Ginecologia oncologica dell'Irccs di Bari diventa clinica a direzione universitaria

Oncologico di Bari

L’Istituto dei tumori di Bari

Siglato l'accordo fra Istituto Tumori e Università, un passo avanti per rendere l'Irccs hub di riferimento per la Puglia e il Meridione

26 Maggio 2022

Redazione online

BARI - Ginecologia oncologica, l’unità operativa dell’Istituto Tumori di Bari diventa clinica a direzione universitaria, grazie al protocollo di intesa sottoscritto ieri tra il rettore dell’Università degli Studi di Bari Aldo Moro, Stefano Bronzini, e il direttore generale dell’Istituto di ricovero e cura a carattere scientifico istituto tumori «Giovanni Paolo II» di Bari, Alessandro Delle Donne.

L’’unità operativa di ginecologia oncologica dell’Istituto Tumori di Bari sarà affidata alla direzione universitaria che guiderà tutte le attività didattiche, scientifiche e assistenziali di tale specialità. A guidare la nuova unità operativa clinicizzata sarà il professor Gennaro Cormio, professore universitario di prima fascia di ginecologia e ostetricia della Scuola di medicina dell’Ateneo barese. Con la clinicizzazione dell’unità operativa di ginecologia oncologica, l’Istituto Tumori diventa sede di attività formativa e di ricerca per professori,  ricercatori, specializzandi e studenti di tutti i corsi di laurea afferenti alla Scuola di Medicina dell’Università degli Studi di Bari.

«Una svolta storica per questo Istituto», spiega a riguardo Alessandro Delle Donne «che è stato inserito fra le sedi decentrate della collaborazione fra Università di Bari e sistema sanitario regionale».

L’iter amministrativo è partito lo scorso settembre, in sede di commissione paritetica regione Puglia-Università di Bari e rientra in un più vasto piano strategico di sviluppo nel settore dell’oncologia, proposto dal direttore generale dell’Istituto Oncologico e approvato da Vito Montanaro, direttore del dipartimento di promozione della salute, in aderenza alle linee di indirizzo politico di Michele Emiliano, presidente della giunta regionale.

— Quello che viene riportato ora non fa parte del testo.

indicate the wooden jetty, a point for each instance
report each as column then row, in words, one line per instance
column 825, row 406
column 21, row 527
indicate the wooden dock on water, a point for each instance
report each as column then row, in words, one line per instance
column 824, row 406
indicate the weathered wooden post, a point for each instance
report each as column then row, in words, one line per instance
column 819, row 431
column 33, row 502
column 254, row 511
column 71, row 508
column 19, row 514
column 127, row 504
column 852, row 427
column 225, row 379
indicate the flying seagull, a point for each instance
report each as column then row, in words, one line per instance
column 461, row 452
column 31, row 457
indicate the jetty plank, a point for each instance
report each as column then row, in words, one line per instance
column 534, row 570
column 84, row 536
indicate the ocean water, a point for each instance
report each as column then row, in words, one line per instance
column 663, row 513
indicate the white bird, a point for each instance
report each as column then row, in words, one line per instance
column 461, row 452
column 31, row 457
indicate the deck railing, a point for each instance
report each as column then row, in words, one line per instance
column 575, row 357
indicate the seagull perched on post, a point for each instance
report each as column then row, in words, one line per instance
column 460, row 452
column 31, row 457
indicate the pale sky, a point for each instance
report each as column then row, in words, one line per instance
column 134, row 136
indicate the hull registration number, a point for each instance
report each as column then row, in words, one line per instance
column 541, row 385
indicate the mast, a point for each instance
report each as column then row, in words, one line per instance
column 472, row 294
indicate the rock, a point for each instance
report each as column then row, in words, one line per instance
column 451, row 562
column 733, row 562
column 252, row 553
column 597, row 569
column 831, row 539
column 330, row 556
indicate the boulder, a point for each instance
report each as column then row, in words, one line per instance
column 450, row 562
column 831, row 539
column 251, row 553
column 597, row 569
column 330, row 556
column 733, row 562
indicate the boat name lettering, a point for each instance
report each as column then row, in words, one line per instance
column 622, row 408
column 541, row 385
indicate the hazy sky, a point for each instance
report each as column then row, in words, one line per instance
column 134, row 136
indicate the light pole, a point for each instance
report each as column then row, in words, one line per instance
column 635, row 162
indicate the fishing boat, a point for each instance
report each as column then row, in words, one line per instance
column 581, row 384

Oltre alla formazione e alla ricerca, infatti, l’avvio di una clinica di ginecologia oncologica all’Istituto Tumori significherà, fin da subito, più occasioni di cura per le pazienti. «Una scelta strategica – continua Delle Donne – visto che, lo scorso triennio, la regione Puglia ha registrato quasi 7 milioni di mobilità passiva, cioè spese mediche di pazienti pugliesi che sono andate fuori regione per curare tumori ginecologici. Bisogna invertire la rotta, ridurre i viaggi della speranza e accogliere qui a Bari pazienti, pugliesi e non. Per questo, siamo già al lavoro per attrezzare nuovi spazi, con nuovi arredi e strumentazione tecnologica all’avanguardia e, naturalmente, siamo felicissimi di avere con noi il prof. Cormio, che avrà modo di esaltare le già presenti eccellenze e le potenzialità dei nostri ricercatori, dei nostri laboratori e dei nostri medici».

«Questo traguardo è stato raggiunto lavorando insieme - ha dichiarato il Rettore Stefano Bronzini – sostenuti da una visione comune e di prospettiva e investendo sull’idea che questo accordo potrà essere leva di crescita con ricadute positive sotto molteplici aspetti. La convinzione è quella di poter contribuire a rafforzare e arricchire la realtà sanitaria pugliese valorizzando capacità e competenze fondamentali in un contesto sfidante di grande complessità».

Approva la scelta anche il Consiglio di Indirizzo e Verifica dell’Istituto Tumori. «Un passo avanti - così il presidente del Civ, Gero Grassi – per rendere il nostro Istituto hub oncologico di riferimento per la Puglia e per tutto il meridione».